By Tariq AlShammari
An economically powerful Gwadar is threatening the strategic influence of Dubai in the region by the expansion of Gwadar port. This has caused a silent economic war in the Gulf of Oman between two groups of countries: Pakistan, China, and Qatar on one side and India with the UAE on the other side.
Dubai, located on the southeast coast of the Persian Gulf, is the largest and most populous city in the United Arab Emirates (UAE). Dubai has invested in infrastructure to overcome its poor natural resources and become a global business, trade and tourism hub. Thus, Dubai has emerged as a multicultural city and sees millions of leisure and business visitors each year from around the world.
The major revenue of Dubai comes from tourism, aviation, real estate, and financial services. Large construction projects, iconic skyscrapers and sports events are other means of income for Dubai.
The location of Dubai offers a distinct geographical advantage to businesses. There are two major commercial ports in Dubai—Port Rashid and Port Jebel Ali. The latter one is the biggest man-made harbour in the world and the biggest Middle Eastern port; it is home to over 5,000 companies from 120 countries around the world.
Competition in the game
However, Gwadar port is a serious rival to Dubai. Gwadar port is considered a strategic location which gives China and Central Asia access to the Gulf region and the Middle East. Gwadar port will likely become the main sea gate for Central Asia. It will also become easier to send products from Xinjiang and Central Asian countries to other regions. “The corridor will help reduce transport time for goods from Gwadar port to western China and central Asian regions by about 60 or 70 per cent,” Vice Premier of China Ms Liu Yandong said.
On 10 April 2016, The Washington Post reported Zhang Baozhong, chairman of China Overseas Port Holding Company, saying that his company could spend a total of $4.5 billion on roads, power, hotels and other infrastructure for the industrial zone of Gwadar. He also added that the company plans to build an international airport and power plant for Gwadar.
‘Dubai Investment Forum’, a platform aiming to persuade local and international investors, will be held in October under the patronage of Crown Prince of Dubai Sheikh Hamdan bin Mohammed bin Rashid Al Maktoum. Undoubtedly, this forum is crucial for the future of Dubai to continue its development against a strong rival.

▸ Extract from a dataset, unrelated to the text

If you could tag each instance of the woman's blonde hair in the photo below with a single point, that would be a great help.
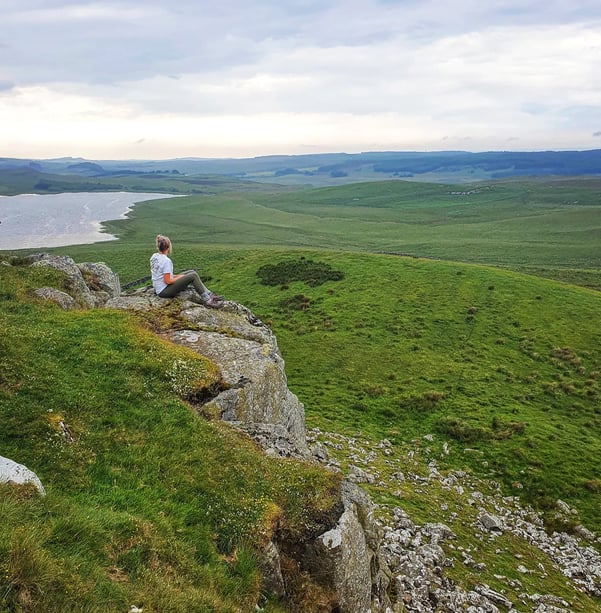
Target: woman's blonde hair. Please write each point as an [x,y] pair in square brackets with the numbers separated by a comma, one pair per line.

India is another key player in this regional battle. The Chabahar-Gwadar adversary is due to the fact that the ports are at a distance of about 72 km from each other. Both India and Pakistan have been attempting to undermine each other in the region—the development of the two ports is bound to add to the animosity.
Recent agreements signed between the US and India validate the fact that a rising China is a threat to the regional balance of power. The US is also concerned about the rise of Chinese economic power in the region. Dr. Ahmed Albanna, the UAE Ambassador to India, declared that China’s investment for expanding Gwadar port in Pakistan will have a negative impact on the UAE’s interests.
Qatar officials understand the importance of Gwadar as a great game-changer in the region. They planned to invest 15% of the ‘China–Pakistan Economic Corridor’ (CPEC), a collection of infrastructure projects that are currently under construction throughout Pakistan, to put pressure on Dubai and the UAE with the increasing animosity between the two countries.
The geoeconomic and geopolitical situation in South Asia is changing swiftly. This can be credited to the fact that the emerging powers in the region are redefining their presence. China, Pakistan and Qatar are formulating the economic agenda of the region based on the geoeconomics of Gwadar port while India and the UAE are strongly against this prospect and attempt to thwart their plan by persuading the USA and European countries to invest in Dubai.
Saudi Arabia and Kuwait have natural oil resources and Qatar has natural gas resources, but the UAE is mostly dependent on its tourism and transportation revenues. Thus, with the large investments by Saudi Arabia for attracting tourism and the silent economic war in the Gulf of Oman, the UAE may be the big loser of the great game with no tourism and transportation privileges in the next ten years.